A grandmother really ought to hang it up when spinal surgery interrupts her 2,500-mile kayak trip to raise money for kids living in a garbage dump.
But it didn't work on Deborah Walters of Troy, Maine, who stopped at Port Royal, Hilton Head Island and Daufuskie Island this week on her water route to Guatemala.
And that's kind of the whole point.
"With a little bit of grit, determination and persistence, a lot of good things can happen," she said. "That's what I've learned from the kids in the garbage dump."
Thousands of squatters live around the 40-acre dump in the heart of Guatemala City. Walters learned about it through her work with Rotary. She went to see it. She found children and single moms who society shun as "garbage" to be driven, smart entrepreneurs with thankful attitudes. They pick through the dump and make things or sell things from the rancid garbage.
"In many places where I travel around the world, I see people with their hand out," Walters said. "Here, I see people doing everything they can to make their own lives and their children's lives better."
Walters ended up as president of the board of the Safe Passage nonprofit that targets the poorest of the poor at the dump. Education, nutrition, medicine, adult literacy and anti-gang sports programs are its vehicles for the road out of poverty.
Walters' Kayak for Safe Passage Kids -- from her house in Maine to Guatemala -- has raised $408,000 of its $425,000 goal through donations, grants and pledges.
The trip is not a whim. Walters has survived many storms, even a hurricane, in her decades of sea kayaking. On Saturday, she had to sit out a pretty good storm here in the 18-foot wooden kayak she built 16 years ago. The bright yellow vessel is lined with stickers from corporate sponsors making the trip possible.
"Two hours of just floating with the currents, 10 minutes of terror, one hour of hard work crossing Port Royal Sound, and another hour of easy paddling," is how she describes "Paddle Day 7" in her blog.
Walters is often hosted by Rotarians. She was met on Hilton Head by hosts Mary-Stuart and Jack Alderman.
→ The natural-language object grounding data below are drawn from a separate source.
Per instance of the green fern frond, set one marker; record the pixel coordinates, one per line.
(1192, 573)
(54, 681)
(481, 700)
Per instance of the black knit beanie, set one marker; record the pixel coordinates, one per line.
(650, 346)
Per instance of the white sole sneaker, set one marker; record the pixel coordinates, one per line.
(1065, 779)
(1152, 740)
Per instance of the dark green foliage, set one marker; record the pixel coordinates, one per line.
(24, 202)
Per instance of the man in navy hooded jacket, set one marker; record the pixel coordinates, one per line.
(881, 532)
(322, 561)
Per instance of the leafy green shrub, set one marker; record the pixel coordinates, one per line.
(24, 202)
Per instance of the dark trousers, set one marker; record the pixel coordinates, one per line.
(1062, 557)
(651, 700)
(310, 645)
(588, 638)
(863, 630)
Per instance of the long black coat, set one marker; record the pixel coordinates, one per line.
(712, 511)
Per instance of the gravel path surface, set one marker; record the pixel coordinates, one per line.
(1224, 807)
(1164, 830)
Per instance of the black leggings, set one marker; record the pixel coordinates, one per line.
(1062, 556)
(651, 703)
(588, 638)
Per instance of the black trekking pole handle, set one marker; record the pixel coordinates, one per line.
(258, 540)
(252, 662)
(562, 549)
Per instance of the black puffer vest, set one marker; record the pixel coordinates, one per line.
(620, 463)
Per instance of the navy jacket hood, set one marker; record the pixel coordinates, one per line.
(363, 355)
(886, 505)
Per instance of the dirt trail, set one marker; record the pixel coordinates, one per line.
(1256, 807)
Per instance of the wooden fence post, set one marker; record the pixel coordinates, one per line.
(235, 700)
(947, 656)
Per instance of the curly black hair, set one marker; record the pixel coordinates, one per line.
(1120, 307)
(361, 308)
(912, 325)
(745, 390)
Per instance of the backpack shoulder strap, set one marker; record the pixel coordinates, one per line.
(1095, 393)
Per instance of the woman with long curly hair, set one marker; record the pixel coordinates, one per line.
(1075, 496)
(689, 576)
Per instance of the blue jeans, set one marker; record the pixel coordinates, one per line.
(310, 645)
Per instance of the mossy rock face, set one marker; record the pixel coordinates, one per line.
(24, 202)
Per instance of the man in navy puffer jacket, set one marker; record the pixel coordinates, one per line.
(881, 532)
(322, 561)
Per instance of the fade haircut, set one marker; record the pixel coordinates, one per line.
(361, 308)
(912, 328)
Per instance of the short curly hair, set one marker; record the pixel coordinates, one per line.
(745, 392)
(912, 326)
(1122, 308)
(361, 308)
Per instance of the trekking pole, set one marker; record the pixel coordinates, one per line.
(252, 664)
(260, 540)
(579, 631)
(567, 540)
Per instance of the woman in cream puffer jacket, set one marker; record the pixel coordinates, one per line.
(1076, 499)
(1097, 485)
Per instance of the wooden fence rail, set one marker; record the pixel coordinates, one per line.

Back in March near Georgetown, her hostess was a nurse who demanded that Walters go to the emergency room. Walters had been stoically ignoring pain in her neck, arms and shoulders. After surgery in Charleston, the trek to Guatemala was called off until she got back in the Lowcountry currents Sept. 24 at Belle Isle Marina, right where she left off. She had more than 1,000 miles to go as she shoved off Tuesday for Daufuskie Island from Hudson's Seafood House on the Docks.
"The trip has this sort of Forrest Gump quality to it," she said. Strangers sometimes join her paddling for a while after watching her movement online.
Other strangers take her into their homes. And even though they don't know each other, they tend to start sharing their innermost dreams. Maybe it's because the kayaking grandmother whose career was spent as a college professor and administrator tells how she and her husband, an engineer, retired early by spending very little on themselves all those years and now live simply, pursuing unusual dreams.
Sometimes the strangers will surprise her later with an email that says, "I did it! I finally took a step to live the life I really want to live."
It makes Walters think of the single mother squatting at the edge of the seething, smelling, dangerous garbage dump. Walters asked the mother what she should tell people along the journey on her behalf.
"You know," the poor woman replied, "there's a quote I've heard a lot. 'If you believe you can do it, you can do it.' Tell them that."